Before Paulinskill Lake
A pond up on the right
Known for being dangerous
A dam with a dizzying height
We were always told
You could go over the top
Stay away from the dam
Its a fifty foot drop
We used to row our boat
Out in the reedy coves
With dreams of finding treasure
Amongst the thick mangroves
One day in the spilling waters
We saw something trapped in the dam
Just below the spillway
A human skeletal hand
Every year a drowning
Or a fall over the dam
No matter what the warning
The news is always sad
Some kids have gone missing
Its years before they're found
They fall into the spillway
Hit their head and then they drown
This story is true – to a point. There is a dam and spillway that separates the pond from Lake Paulinskill. My childhood friend, Steven Tice and I used to row boats on the pond and we also walked across the dam – with water flowing – which was extremely dangerous. There were accidents every year, but the dead body I mention is one that actually happened when I was at college in Lock Haven, PA – 3 hours drive west of where I grew up.
As an aside – that telegraph shack was very near Tice’s Pond – near where the Paulinskill Valley Trail hits Swartswood Road. That story was 100% real.
At Lock Haven – which was an old timber / lumber area, they would float logs in the river and they had locks to hold the logs. Every year or so, someone swimming in the river would come too close to the lock and get pulled under – trapped and they would drown. It was heart breaking, and predictable.

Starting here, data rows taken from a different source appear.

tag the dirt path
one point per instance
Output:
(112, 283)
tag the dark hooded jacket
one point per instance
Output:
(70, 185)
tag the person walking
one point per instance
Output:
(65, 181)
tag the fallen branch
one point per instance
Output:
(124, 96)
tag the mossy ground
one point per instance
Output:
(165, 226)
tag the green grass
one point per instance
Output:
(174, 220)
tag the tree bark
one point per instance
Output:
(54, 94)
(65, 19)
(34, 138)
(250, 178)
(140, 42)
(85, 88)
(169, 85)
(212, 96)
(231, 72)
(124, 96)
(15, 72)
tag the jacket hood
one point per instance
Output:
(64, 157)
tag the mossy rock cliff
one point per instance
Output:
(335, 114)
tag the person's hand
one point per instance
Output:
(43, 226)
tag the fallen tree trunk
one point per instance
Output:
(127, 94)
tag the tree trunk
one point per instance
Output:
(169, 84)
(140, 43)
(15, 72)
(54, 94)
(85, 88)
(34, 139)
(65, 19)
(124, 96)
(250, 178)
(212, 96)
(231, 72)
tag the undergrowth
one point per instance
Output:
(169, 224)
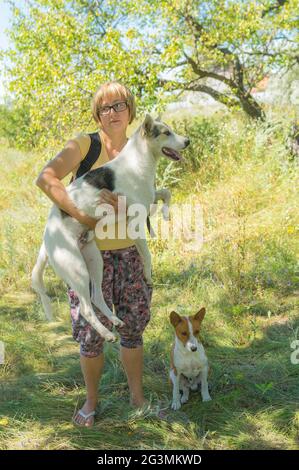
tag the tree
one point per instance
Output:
(222, 47)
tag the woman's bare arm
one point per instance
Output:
(49, 181)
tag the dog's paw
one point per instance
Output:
(206, 398)
(176, 404)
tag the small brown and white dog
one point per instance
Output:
(188, 363)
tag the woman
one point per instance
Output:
(124, 285)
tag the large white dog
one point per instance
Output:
(131, 174)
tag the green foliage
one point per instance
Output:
(62, 51)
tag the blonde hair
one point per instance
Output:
(115, 88)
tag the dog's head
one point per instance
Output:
(187, 328)
(162, 140)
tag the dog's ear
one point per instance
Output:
(147, 125)
(200, 314)
(175, 319)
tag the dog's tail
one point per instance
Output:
(37, 281)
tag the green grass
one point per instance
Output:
(245, 274)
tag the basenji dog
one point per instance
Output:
(131, 174)
(188, 363)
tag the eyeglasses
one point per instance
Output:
(117, 107)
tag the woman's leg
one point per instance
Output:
(92, 368)
(132, 360)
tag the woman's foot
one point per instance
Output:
(86, 415)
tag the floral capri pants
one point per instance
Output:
(123, 286)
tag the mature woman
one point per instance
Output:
(124, 285)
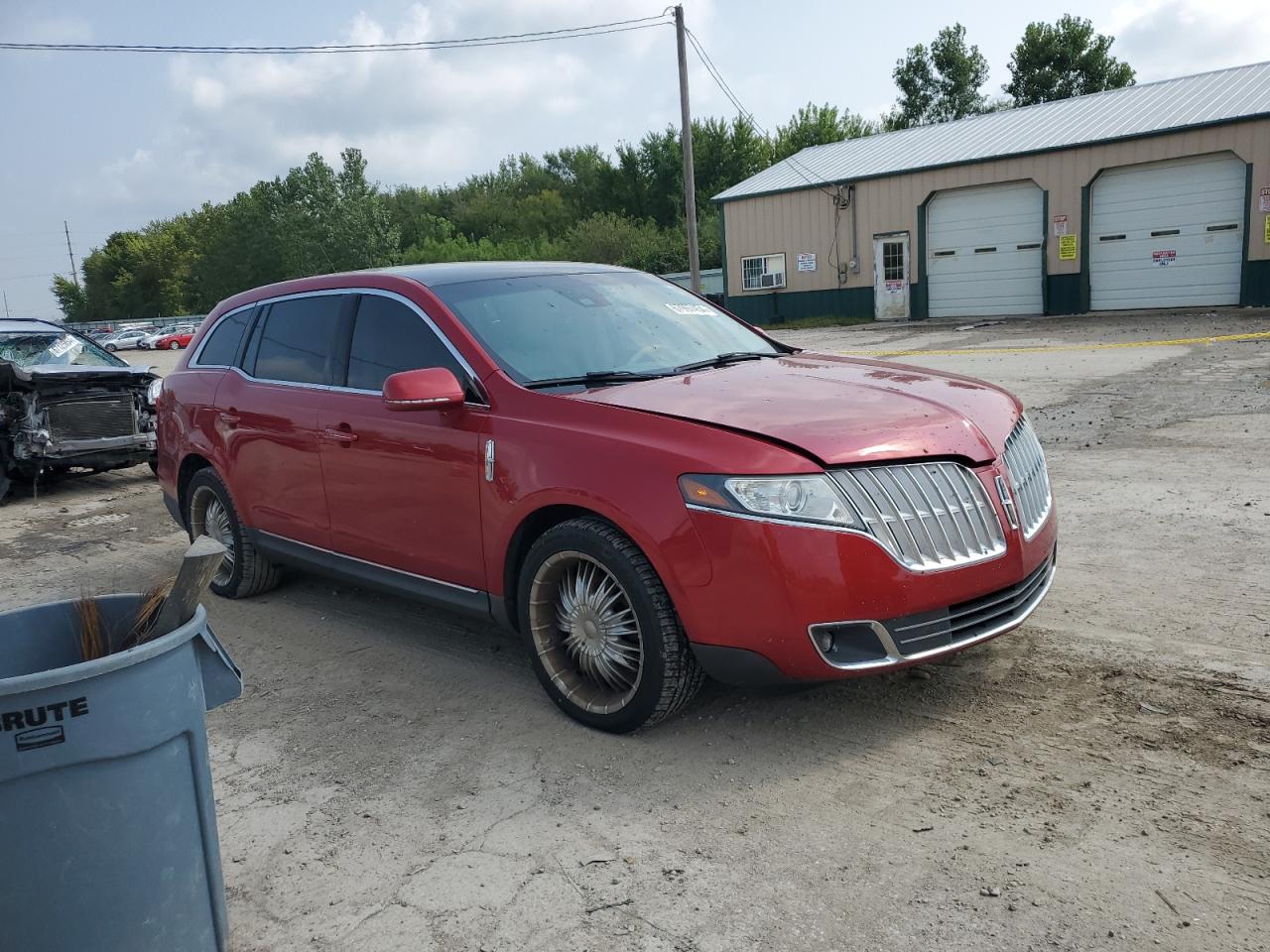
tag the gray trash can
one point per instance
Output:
(107, 820)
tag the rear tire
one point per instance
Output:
(603, 636)
(209, 512)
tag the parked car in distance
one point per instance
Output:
(175, 340)
(123, 340)
(66, 403)
(642, 485)
(155, 336)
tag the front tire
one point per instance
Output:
(604, 640)
(209, 512)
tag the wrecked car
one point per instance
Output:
(66, 403)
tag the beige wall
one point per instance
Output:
(803, 221)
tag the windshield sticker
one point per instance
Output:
(63, 345)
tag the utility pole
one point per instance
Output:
(690, 182)
(73, 272)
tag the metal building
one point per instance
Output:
(1153, 195)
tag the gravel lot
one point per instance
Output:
(394, 778)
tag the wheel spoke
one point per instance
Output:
(585, 633)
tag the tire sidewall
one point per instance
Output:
(209, 480)
(652, 635)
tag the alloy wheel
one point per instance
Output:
(585, 633)
(208, 516)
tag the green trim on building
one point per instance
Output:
(1256, 285)
(1006, 157)
(1062, 294)
(722, 250)
(1246, 266)
(781, 306)
(919, 298)
(1083, 250)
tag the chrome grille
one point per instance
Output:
(91, 419)
(1026, 465)
(928, 516)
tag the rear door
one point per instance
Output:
(403, 486)
(267, 416)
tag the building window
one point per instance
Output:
(762, 272)
(893, 261)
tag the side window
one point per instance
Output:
(222, 343)
(390, 338)
(298, 339)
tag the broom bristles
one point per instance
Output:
(93, 644)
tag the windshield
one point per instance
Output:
(561, 326)
(49, 348)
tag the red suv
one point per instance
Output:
(644, 486)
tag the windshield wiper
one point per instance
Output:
(593, 377)
(721, 361)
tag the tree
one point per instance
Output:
(70, 298)
(817, 126)
(939, 84)
(1064, 60)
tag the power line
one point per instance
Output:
(594, 30)
(748, 116)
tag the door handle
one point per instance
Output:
(343, 436)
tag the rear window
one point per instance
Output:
(390, 338)
(298, 339)
(222, 344)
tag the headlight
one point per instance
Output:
(812, 499)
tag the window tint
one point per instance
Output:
(222, 343)
(390, 338)
(298, 339)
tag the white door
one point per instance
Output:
(983, 250)
(890, 277)
(1167, 234)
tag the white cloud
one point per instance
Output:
(1164, 39)
(421, 117)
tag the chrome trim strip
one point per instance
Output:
(843, 530)
(893, 655)
(373, 565)
(326, 293)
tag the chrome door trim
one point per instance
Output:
(326, 293)
(373, 565)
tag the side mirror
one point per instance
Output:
(430, 389)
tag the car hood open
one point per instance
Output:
(838, 411)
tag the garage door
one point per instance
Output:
(984, 250)
(1167, 234)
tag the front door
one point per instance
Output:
(890, 277)
(268, 417)
(403, 488)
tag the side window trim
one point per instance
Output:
(246, 362)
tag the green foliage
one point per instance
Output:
(939, 84)
(576, 203)
(817, 126)
(1062, 60)
(70, 298)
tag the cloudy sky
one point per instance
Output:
(109, 141)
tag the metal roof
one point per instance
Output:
(1222, 95)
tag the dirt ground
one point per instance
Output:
(394, 778)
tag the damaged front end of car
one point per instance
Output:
(58, 419)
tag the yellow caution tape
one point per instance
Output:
(1056, 348)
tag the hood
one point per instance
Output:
(14, 377)
(839, 411)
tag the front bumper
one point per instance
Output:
(775, 585)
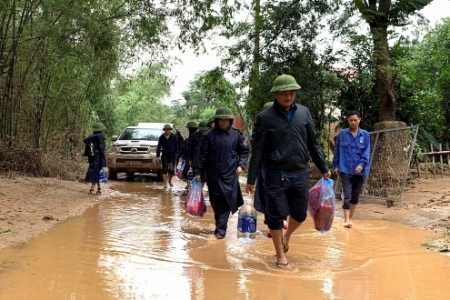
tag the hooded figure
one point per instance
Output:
(96, 159)
(223, 155)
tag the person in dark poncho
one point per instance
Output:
(223, 155)
(167, 149)
(185, 153)
(96, 157)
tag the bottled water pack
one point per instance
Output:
(246, 223)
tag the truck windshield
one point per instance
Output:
(145, 134)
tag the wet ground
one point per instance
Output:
(139, 244)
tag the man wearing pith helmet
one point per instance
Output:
(282, 137)
(223, 155)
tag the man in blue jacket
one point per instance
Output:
(351, 162)
(282, 138)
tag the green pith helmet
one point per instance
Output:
(284, 83)
(224, 113)
(191, 124)
(203, 126)
(267, 105)
(98, 127)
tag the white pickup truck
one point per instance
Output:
(134, 151)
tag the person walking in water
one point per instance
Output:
(96, 157)
(195, 145)
(351, 163)
(166, 152)
(282, 137)
(223, 154)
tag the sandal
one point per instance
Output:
(283, 266)
(219, 236)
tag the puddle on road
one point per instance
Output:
(139, 244)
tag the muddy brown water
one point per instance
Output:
(139, 244)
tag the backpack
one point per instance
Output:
(88, 149)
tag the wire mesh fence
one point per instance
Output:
(391, 152)
(389, 165)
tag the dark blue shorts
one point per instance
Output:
(286, 197)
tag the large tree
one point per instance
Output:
(380, 16)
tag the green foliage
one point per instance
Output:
(207, 92)
(283, 38)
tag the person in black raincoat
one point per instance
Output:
(185, 151)
(166, 151)
(223, 155)
(96, 157)
(195, 144)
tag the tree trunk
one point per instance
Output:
(384, 77)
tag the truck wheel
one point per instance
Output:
(159, 176)
(112, 174)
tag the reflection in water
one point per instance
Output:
(139, 244)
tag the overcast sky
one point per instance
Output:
(191, 64)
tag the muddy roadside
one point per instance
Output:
(30, 206)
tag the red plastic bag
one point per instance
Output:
(179, 169)
(195, 201)
(321, 204)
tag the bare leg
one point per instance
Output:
(277, 236)
(292, 226)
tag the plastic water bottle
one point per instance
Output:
(103, 176)
(190, 174)
(246, 223)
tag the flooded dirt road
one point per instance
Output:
(139, 244)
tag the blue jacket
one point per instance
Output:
(350, 152)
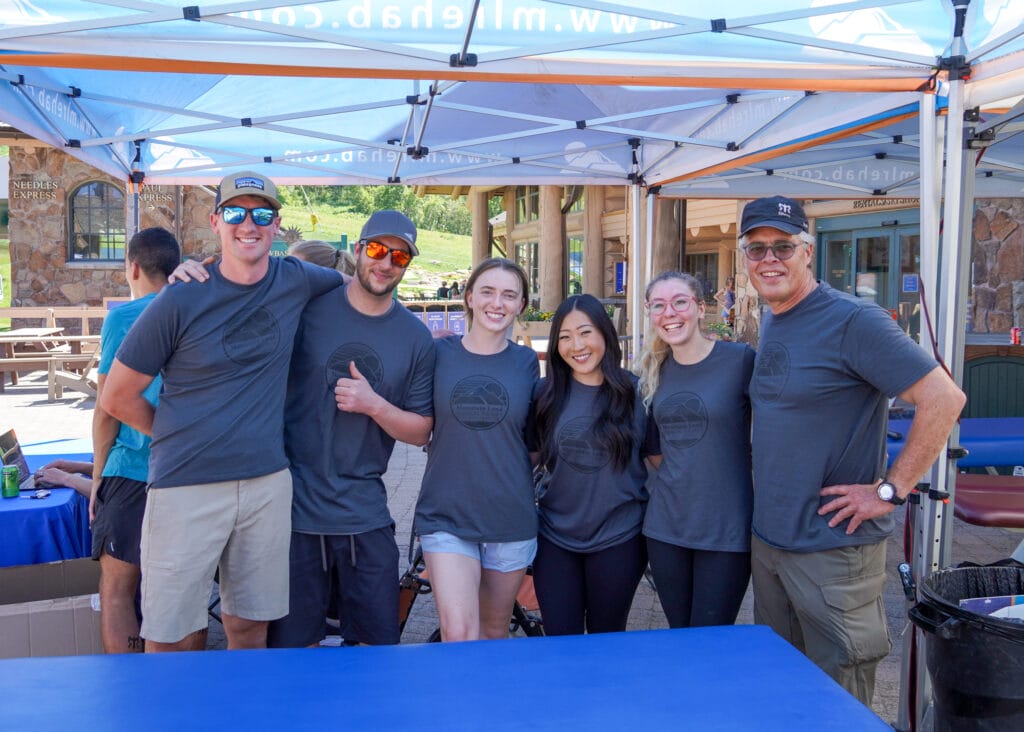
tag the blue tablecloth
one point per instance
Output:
(36, 530)
(994, 441)
(730, 678)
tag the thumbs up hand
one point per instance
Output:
(355, 394)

I’ll have to write about another friends place at the other end of Lake Paulinskill – whose family (The Salamones) owned what I believe was the last operating dairy farm in Sussex County. The American Gothic story there is that every year – without fail – some poor bastard kid would climb up a silo and then fall in and suffocate in what was “sileage” – or corn that was not edible by humans – but the by products of this bio-waste was great feed for cows. Dairy Farms have a lot of self sustainability going – way before it was fashionable. But it is actually scary thinking about all the things I did as a kid where I could have ended up dead.
Makes “kids these days” look like sniveling little pansy assed wimps.